Would USPSTF advice cause cancer deaths? And, a proposal to boost colon screening

Dear AuntMinnie Member,

A new study being released this month has a provocative conclusion: that adopting the controversial mammography screening guidelines issued in 2009 by the U.S. Preventive Services Task Force (USPSTF) would result in nearly 65,000 additional deaths from breast cancer.

Our coverage of the study, featured this week in our Women's Imaging Digital Community, examines the new analysis of the USPSTF's recommendations. The recommendations called for breast screening to start at age 50 rather than at 40, as was the case under the task force's previous guidance.

The study took a hypothetical cohort of women about to come of screening age and compared death rates under the USPSTF guidance to what rates would be if screening began at 40. In addition to the death rate, the authors also looked at whether the "harms" of mammography screening cited by the USPSTF were really so harmful.

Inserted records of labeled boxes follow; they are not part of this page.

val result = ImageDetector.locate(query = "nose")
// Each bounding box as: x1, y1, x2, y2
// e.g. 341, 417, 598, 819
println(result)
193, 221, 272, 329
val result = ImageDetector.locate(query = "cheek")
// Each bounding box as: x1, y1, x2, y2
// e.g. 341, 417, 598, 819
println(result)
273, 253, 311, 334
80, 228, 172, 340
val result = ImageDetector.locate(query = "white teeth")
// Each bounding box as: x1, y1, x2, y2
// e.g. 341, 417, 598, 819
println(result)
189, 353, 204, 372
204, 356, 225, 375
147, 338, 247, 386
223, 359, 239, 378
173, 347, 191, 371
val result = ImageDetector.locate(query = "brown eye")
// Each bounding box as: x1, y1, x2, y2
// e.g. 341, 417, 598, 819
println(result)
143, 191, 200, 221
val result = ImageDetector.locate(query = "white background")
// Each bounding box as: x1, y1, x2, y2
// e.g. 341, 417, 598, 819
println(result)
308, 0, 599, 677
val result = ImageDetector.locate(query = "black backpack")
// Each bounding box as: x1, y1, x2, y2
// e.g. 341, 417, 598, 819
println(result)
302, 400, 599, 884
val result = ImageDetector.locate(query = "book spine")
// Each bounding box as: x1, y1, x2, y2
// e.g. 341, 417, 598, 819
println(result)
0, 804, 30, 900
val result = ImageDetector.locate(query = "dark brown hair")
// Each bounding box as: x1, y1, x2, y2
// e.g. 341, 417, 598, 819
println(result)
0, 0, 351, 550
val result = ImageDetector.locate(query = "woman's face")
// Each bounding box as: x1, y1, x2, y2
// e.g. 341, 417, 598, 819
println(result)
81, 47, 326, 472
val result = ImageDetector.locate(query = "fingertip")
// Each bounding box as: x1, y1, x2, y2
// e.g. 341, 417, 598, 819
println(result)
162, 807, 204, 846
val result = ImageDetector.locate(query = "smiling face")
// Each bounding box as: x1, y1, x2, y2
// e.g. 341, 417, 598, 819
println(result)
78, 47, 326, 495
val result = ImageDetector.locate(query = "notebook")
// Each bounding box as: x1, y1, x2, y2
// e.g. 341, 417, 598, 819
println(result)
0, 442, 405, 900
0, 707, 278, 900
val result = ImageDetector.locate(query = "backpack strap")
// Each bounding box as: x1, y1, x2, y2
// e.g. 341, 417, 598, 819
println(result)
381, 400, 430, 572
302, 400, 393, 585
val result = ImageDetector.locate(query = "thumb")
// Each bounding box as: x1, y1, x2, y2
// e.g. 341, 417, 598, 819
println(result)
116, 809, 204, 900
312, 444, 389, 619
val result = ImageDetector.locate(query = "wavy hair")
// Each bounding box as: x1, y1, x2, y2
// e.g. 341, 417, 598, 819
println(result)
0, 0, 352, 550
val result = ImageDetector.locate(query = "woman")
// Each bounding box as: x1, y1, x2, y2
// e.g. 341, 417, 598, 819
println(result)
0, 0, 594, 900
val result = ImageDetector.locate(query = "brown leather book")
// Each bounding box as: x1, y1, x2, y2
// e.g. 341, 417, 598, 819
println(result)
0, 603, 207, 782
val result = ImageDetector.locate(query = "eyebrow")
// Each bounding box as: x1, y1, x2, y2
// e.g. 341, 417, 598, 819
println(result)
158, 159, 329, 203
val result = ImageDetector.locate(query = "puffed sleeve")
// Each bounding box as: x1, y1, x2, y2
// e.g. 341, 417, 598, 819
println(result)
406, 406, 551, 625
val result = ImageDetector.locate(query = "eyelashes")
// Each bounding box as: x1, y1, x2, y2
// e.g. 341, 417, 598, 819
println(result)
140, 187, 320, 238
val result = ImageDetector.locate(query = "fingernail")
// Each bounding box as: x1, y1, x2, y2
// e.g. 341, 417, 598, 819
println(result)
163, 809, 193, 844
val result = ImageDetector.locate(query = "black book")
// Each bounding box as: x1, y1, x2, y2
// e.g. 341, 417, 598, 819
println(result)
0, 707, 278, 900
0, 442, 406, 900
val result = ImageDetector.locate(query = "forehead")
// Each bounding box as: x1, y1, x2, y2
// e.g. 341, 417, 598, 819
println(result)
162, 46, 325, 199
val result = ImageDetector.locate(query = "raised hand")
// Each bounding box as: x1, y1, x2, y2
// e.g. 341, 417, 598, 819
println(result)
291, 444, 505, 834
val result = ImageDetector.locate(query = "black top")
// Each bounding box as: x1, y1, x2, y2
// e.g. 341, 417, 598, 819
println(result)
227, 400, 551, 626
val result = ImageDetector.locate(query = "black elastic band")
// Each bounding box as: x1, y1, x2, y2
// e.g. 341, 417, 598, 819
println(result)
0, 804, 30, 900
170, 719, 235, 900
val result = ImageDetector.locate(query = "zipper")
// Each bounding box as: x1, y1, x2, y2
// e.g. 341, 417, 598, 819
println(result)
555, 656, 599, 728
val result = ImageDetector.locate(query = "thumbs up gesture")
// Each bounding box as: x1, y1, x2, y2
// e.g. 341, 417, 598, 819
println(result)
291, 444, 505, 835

Read more about this study by clicking here, or visit the community at women.auntminnie.com.

A modest proposal to boost colon screening

In other news, our Virtual Colonoscopy Digital Community looks at a novel solution to perennially low compliance rates for colorectal cancer screening, presented last week at the American Society of Clinical Oncology's Gastrointestinal Cancers Symposium in San Francisco.

Under the proposal, a group of general practitioners in South Carolina have taken over from gastroenterologists the responsibility of performing most screening colonoscopies. As a result, local compliance rates have soared, along with adenoma detection rates, while adverse events have fallen.

Virtual colonoscopy still will be a key component of screening for patients who decline to undergo conventional colonoscopy, predicted the main promoter of the new colonoscopy model, Stephen Lloyd, MD, PhD. But any plan that gets more than 80% of eligible individuals into colorectal cancer screening is a win for all screening methods, patients, and providers, potentially saving billions of dollars a year in medical costs, he said.